Павел уже был наслышан от Татьяны об истинной сути всех этих церемоний. Правда, она говорила об «Оскаре», но с какой стати в Европе должно быть иначе? А с другой стороны, Таня никак не рассчитывала на «Оскар». Но получила.
— Поживем — увидим! — буркнул он.
Всезнайство его раздражало, и теперь ему действительно хотелось, чтобы американцы получили эту чертову Золотую ветвь.
— А вы не думаете, что ее могут получить русские? — спросил он.
— Кто именно? — вопросом на вопрос ответил толстяк. — Сейчас ваш кинематограф мечется между гламурным патриотизмом и чернушной правдой жизни. А мода уже прошла, господин Розен. Теперь в моде — азиаты! Не обижайтесь, это ведь правда и потом — закон жизни. Сегодня на обложках одни физиономии, завтра — другие. Все течет, все не больше чем вода.
— Пыль на ветру!
— Пыль на ветру! — повторил толстяк с неожиданной грустью и добавил многозначительно: — Давайте выпьем по-русски, за то, что все пройдет! И стаканы об пол!
Тост Павел принял, но стакан бить «по-русски» отказался.
Вернувшись к себе в отель, он обнаружил под дверью порножурнал под названием «Лолита». Сначала хотел поговорить с портье, но потом отправился прямо к администратору.

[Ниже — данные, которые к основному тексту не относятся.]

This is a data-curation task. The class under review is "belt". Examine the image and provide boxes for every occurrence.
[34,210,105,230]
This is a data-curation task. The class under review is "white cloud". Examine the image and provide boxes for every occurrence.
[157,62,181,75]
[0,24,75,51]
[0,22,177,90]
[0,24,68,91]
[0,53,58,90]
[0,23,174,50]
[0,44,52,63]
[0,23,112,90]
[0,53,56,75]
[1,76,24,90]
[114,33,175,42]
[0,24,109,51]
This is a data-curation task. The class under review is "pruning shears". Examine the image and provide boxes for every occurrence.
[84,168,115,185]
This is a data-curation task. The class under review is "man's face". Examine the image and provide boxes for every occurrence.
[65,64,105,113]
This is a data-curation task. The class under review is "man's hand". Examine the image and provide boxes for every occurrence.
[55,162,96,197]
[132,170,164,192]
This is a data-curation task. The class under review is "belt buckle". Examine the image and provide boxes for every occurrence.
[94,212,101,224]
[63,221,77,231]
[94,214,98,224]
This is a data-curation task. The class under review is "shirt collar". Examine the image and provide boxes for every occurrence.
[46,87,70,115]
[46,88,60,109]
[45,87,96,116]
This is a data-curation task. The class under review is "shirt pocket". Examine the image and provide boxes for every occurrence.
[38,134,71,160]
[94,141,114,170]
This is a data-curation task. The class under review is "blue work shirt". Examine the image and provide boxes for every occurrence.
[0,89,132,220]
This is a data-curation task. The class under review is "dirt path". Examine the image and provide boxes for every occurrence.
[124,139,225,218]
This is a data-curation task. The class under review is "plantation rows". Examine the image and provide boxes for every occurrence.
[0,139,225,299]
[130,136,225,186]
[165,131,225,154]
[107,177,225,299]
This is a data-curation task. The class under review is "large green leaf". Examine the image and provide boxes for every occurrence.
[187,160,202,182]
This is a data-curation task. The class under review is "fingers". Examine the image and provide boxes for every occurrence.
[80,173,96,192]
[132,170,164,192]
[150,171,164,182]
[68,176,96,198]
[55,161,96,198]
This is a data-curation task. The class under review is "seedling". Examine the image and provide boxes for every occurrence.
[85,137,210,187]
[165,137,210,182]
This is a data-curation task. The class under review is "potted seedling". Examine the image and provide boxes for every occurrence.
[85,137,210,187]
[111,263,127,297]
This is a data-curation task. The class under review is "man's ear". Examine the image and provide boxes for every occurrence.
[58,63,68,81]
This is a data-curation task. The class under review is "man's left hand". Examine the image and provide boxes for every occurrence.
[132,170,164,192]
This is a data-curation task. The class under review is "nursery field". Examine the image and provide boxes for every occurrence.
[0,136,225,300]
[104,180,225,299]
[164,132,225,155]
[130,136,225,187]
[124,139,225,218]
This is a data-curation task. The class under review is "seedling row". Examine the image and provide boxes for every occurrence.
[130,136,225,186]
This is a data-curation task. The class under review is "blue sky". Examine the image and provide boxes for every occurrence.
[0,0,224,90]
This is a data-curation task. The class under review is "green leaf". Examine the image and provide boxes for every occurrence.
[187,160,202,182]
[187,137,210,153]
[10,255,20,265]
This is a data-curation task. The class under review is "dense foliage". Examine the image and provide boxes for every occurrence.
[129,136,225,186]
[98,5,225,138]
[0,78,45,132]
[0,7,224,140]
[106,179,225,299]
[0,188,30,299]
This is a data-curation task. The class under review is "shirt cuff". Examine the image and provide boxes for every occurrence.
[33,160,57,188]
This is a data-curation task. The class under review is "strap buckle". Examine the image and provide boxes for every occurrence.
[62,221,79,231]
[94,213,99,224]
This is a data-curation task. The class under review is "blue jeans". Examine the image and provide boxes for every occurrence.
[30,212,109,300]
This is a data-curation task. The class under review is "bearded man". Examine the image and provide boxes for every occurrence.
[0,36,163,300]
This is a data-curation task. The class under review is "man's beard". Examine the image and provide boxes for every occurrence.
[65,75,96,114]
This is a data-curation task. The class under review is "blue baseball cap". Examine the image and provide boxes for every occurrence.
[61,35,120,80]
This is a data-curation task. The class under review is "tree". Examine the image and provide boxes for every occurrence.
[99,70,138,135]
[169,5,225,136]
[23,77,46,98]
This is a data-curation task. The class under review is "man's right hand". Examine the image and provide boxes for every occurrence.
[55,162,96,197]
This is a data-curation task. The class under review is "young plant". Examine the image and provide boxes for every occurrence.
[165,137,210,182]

Маленький господин мог принадлежать к его недоброжелателям, но, учитывая статус гостя, а вернее его супруги, разумеется, был предельно вежлив. И более того.
— Вы же понимаете, господин Розен, — затараторил он взволнованно, — что наш персонал к этому не может быть причастен. Вероятно, кто-то из гостей неудачно пошутил.
— Вам кажется, что это смешно? — оборвал француза Павел.
— Нет, разумеется! — тот размахивал короткими ручками так, будто собирался взлететь.
Комизм этого маленького человечка и его искренняя боязнь потерять известную постоялицу несколько смягчили Розена.
— Мы можем приставить к дверям номера одного из наших служащих! — поднял палец управляющий с таким видом, словно это была грандиозная идея.
Павел на миг представил себе швейцара, дежурящего в коридоре.
— Не стоит, — сказал он сдержанно. — Не хотелось бы привлекать дополнительное внимание. Мне и так его хватает с лихвой, поверьте…
— Вы полагаете, что здесь какой-то намек? — спросил директор. —
— Да, в ваше время… — сказал Розен. — Войны с полицией, Мао и Маркс!
— Ах, мсье Розен, — человечек мечтательно закатил глаза, видимо, вспоминая те блаженные годы. — Вы же русский, разве не так? Пусть было много глупости, но какой энтузиазм, борьба!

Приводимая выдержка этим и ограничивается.